Another activity that’s fallen by the wayside as I’ve become more settled is keeping my resume updated with accomplishments supported as much as possible by quantifiable statistics. A lot of resume tips advise using stats, and I acknowledge that it’s not so easy to do in this profession. But that didn’t stop me from looking at my tasks and responsibilities for numbers that I could incorporate into my resume, and I ended up with good bullet points that tout the volume of reference inquiries and researchers I served at NAA. Even as a student at the National Archives, I paid attention to the number of followers we had on the social media channels I monitored so I could use the data to demonstrate my impact.
A side benefit to these periodic updates was they encouraged me to think about how I could approach my daily tasks and responsibilities in a way that would turn them into good resume bullets. I didn’t want to put something as mundane as handling NAA’s photocopy requests on my resume, but that occupied a significant chunk of time each week, so I couldn’t ignore it. Instead, I developed a workflow that let us start scanning the photocopy requests instead of making paper copies. It was still a mundane process, but one which I could point to as an example of initiative, planning, and willingness to depart from the way things have always been done.

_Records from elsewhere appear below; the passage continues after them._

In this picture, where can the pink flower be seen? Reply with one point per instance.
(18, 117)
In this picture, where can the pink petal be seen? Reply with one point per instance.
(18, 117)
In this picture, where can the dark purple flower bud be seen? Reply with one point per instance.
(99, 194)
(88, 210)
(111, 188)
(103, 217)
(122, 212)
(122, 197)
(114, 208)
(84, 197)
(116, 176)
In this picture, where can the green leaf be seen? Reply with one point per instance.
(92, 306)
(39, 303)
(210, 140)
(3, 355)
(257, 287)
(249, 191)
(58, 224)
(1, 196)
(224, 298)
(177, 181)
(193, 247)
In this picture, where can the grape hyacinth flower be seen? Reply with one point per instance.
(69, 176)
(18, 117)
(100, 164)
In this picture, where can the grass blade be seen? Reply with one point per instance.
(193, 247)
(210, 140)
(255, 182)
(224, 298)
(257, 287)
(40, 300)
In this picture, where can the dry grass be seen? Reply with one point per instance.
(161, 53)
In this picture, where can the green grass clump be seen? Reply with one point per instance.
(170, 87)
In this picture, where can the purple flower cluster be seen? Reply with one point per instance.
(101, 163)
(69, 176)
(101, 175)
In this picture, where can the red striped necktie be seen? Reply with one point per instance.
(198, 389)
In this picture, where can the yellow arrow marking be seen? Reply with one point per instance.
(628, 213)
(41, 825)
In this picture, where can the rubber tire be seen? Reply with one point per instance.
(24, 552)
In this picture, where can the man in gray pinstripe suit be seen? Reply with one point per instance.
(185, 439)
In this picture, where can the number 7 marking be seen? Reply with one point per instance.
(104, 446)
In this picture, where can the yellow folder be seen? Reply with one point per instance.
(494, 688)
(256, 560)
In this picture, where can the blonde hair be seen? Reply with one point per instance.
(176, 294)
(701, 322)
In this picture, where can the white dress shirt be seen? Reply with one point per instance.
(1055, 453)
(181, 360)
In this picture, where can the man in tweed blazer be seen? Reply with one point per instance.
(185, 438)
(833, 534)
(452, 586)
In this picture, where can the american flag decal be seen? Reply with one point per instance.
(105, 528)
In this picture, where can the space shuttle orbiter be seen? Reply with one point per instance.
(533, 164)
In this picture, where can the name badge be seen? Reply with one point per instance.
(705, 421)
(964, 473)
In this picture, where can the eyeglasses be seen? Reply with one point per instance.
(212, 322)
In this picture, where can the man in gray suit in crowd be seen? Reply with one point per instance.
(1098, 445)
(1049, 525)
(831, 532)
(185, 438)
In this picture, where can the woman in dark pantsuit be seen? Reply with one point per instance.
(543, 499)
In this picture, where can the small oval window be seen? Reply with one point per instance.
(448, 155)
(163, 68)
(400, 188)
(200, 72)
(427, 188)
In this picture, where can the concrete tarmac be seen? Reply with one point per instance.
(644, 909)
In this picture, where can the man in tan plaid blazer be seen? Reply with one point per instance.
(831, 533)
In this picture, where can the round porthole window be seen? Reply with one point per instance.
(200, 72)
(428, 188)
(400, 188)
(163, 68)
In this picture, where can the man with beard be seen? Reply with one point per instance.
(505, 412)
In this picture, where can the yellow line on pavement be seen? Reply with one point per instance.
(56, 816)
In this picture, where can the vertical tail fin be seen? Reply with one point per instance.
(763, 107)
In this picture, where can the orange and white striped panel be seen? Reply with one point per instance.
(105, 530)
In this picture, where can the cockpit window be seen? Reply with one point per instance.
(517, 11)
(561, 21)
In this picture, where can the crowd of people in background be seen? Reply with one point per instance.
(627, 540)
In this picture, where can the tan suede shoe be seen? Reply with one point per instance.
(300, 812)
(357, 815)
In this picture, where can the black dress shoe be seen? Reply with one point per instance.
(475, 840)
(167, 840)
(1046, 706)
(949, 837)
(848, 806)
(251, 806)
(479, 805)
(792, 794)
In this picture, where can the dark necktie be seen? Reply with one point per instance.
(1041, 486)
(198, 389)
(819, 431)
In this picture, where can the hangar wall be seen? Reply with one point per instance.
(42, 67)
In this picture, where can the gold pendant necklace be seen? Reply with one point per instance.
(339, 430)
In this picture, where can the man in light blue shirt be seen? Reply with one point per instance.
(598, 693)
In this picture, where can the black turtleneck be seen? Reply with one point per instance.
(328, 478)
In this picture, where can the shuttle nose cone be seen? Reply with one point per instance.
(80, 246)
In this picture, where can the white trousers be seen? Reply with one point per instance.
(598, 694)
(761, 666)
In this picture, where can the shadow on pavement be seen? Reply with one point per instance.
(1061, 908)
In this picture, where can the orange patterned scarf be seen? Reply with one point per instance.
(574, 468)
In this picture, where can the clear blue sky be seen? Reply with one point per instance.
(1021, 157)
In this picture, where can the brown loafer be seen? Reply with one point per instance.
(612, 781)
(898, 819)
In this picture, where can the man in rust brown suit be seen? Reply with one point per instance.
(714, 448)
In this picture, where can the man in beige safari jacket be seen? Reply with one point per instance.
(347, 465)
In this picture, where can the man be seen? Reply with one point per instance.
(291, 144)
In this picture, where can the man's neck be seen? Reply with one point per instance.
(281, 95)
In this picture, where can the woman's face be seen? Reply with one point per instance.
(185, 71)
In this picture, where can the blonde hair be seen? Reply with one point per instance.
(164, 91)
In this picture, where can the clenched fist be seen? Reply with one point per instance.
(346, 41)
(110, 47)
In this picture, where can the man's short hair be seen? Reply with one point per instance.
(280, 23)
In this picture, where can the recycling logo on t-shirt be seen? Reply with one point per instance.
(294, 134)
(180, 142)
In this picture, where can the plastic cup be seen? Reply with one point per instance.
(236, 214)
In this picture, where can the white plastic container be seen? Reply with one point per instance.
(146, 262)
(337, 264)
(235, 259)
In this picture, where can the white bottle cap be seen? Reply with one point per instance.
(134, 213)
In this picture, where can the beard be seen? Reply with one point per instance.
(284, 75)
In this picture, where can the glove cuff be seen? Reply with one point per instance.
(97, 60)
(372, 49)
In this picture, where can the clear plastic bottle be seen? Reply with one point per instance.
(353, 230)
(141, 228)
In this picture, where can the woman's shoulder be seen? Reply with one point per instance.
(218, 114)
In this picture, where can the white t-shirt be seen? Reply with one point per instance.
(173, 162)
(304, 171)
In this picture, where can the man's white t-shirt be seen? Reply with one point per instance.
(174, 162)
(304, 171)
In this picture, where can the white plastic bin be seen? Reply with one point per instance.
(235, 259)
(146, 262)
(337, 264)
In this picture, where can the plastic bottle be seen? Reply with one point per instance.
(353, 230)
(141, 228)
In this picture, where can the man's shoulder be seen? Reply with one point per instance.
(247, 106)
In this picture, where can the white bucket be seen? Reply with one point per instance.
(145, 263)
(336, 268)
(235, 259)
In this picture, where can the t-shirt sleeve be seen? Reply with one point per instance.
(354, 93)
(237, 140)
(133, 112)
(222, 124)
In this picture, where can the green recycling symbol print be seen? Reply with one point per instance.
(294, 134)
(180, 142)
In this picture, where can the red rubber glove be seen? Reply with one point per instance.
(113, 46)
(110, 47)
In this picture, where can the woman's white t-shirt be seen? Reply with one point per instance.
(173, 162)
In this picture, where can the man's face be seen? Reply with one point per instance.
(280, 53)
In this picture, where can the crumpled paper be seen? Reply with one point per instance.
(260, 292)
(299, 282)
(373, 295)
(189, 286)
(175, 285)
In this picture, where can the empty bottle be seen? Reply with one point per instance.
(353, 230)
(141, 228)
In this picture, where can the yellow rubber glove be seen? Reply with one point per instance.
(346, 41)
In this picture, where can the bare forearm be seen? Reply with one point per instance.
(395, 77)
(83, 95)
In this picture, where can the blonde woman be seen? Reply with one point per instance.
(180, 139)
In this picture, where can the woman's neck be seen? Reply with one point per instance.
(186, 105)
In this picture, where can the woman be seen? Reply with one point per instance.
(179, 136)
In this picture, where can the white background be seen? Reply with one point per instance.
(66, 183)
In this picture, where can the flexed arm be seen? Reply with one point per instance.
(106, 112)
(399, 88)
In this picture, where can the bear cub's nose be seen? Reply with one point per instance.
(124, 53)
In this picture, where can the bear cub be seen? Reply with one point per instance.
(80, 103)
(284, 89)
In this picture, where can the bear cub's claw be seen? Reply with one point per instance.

These days, I don’t think too much about my resume, and the occasional job applications aren’t there to prompt periodic updates. One of the great things about getting my MLS and going to work at NAA was that, despite still monitoring my RSS feeds with new job listings on a daily basis, I could be a lot more selective of which ones I’d pursue. At the Naval Academy, I still have the feeds set up, but I’m rarely checking now. Fortunately, the mindset of taking the initiative and trying new things is ingrained enough that it still influences my work at the Academy, but I need to make sure that continues and that I’m looking for ways to incorporate stats and numbers down the road.
It’s been great to look back and more importantly, re-center myself as I move forward. Comfort and stability are wonderful things that I’m grateful for, but with them comes the challenge of avoiding complacency which will do neither me nor my institution any good. It all serves as a reminder that there are always new challenges and obstacles to face no matter where we are in our careers.